“I’m trying. I’m trying everything I can do to be able to get back and play,” Woods, 41, said today on “Good Morning America.” “I love that event. It’s meant so much to me in my life.”
It was 1997 when Woods broke into super-stardom by winning The Masters at the age of 21, becoming the tournament’s youngest winner and first African-American winner. Woods has won The Masters four times in all, earning his last victory in 2005.
“It has so much history and meaning to me that I’d love to get back,” said Woods, whose new book “The 1997 Masters: My Story,” chronicles his historic 1997 win.
Woods, the father of two young children, said it is not just his physical difficulties alone that are preventing him from earning the green jacket at The Masters once again. The 2017 Masters kicks off next month.

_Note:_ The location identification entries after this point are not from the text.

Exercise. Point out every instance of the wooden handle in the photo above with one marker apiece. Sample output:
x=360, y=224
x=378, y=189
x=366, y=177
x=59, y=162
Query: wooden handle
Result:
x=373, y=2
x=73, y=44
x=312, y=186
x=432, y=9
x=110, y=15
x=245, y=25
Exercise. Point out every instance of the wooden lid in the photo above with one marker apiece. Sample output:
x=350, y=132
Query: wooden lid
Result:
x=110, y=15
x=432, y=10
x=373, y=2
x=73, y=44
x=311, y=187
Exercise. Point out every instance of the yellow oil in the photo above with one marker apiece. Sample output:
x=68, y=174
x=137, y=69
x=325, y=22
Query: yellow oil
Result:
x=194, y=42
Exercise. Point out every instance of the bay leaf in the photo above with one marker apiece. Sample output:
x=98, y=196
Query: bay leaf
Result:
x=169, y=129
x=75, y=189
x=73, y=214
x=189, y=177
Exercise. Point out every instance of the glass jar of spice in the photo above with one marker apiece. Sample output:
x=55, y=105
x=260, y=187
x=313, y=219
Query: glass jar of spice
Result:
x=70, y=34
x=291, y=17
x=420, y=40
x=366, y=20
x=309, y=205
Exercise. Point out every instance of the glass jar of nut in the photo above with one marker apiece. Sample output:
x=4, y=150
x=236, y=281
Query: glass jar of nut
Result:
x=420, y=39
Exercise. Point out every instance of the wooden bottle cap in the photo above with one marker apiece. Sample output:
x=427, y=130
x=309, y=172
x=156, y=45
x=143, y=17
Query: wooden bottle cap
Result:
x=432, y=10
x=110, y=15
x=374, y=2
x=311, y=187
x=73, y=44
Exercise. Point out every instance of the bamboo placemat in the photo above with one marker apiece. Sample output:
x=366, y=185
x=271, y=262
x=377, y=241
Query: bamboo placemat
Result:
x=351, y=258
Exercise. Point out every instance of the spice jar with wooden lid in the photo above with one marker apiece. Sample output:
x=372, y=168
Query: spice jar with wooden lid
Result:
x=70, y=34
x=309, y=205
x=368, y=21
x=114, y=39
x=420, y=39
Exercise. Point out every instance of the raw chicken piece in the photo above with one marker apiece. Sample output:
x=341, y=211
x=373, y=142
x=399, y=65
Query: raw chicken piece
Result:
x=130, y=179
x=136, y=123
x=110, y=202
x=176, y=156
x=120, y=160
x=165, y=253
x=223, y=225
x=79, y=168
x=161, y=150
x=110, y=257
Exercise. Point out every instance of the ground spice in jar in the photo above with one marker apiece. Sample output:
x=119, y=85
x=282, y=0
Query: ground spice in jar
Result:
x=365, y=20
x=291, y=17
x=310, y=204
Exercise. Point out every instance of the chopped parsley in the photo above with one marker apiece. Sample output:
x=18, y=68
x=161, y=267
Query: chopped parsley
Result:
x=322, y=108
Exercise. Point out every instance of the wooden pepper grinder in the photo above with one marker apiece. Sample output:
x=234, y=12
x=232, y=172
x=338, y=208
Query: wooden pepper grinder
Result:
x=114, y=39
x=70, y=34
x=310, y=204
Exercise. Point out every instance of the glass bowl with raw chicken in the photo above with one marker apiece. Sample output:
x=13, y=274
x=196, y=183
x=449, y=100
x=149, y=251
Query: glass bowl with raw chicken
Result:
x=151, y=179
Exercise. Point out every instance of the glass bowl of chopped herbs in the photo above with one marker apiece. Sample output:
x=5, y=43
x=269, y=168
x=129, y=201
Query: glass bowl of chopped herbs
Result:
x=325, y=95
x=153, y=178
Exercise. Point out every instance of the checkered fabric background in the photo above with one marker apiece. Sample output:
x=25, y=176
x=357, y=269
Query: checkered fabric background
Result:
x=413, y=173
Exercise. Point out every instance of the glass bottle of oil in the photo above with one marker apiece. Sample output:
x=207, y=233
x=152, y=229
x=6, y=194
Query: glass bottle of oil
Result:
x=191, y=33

“My priorities have changed a lot," Woods said. "My kids now dominate my life and I think that’s a good thing."
He added, "I know that the mind is sharp, I just need to get the body willing to do it. That’s the hard part is getting the prep time in.”
When it comes to raising his two children with ex-wife Elin Nordegren, Woods said he relies on lessons he learned from his own father. Earl Woods was a military veteran who was famously by Woods’ side throughout his golf career.
“My dad would always make sure when we talked he never sat above me,” Woods said of one lesson from his dad. “He always made sure he was eye level and so he was talking to me and not down to me.”
“I do the same thing with my kids,” Woods said. “It’s amazing the bond that you can build that way."
"The 1997 Masters: My Story" is on sale now.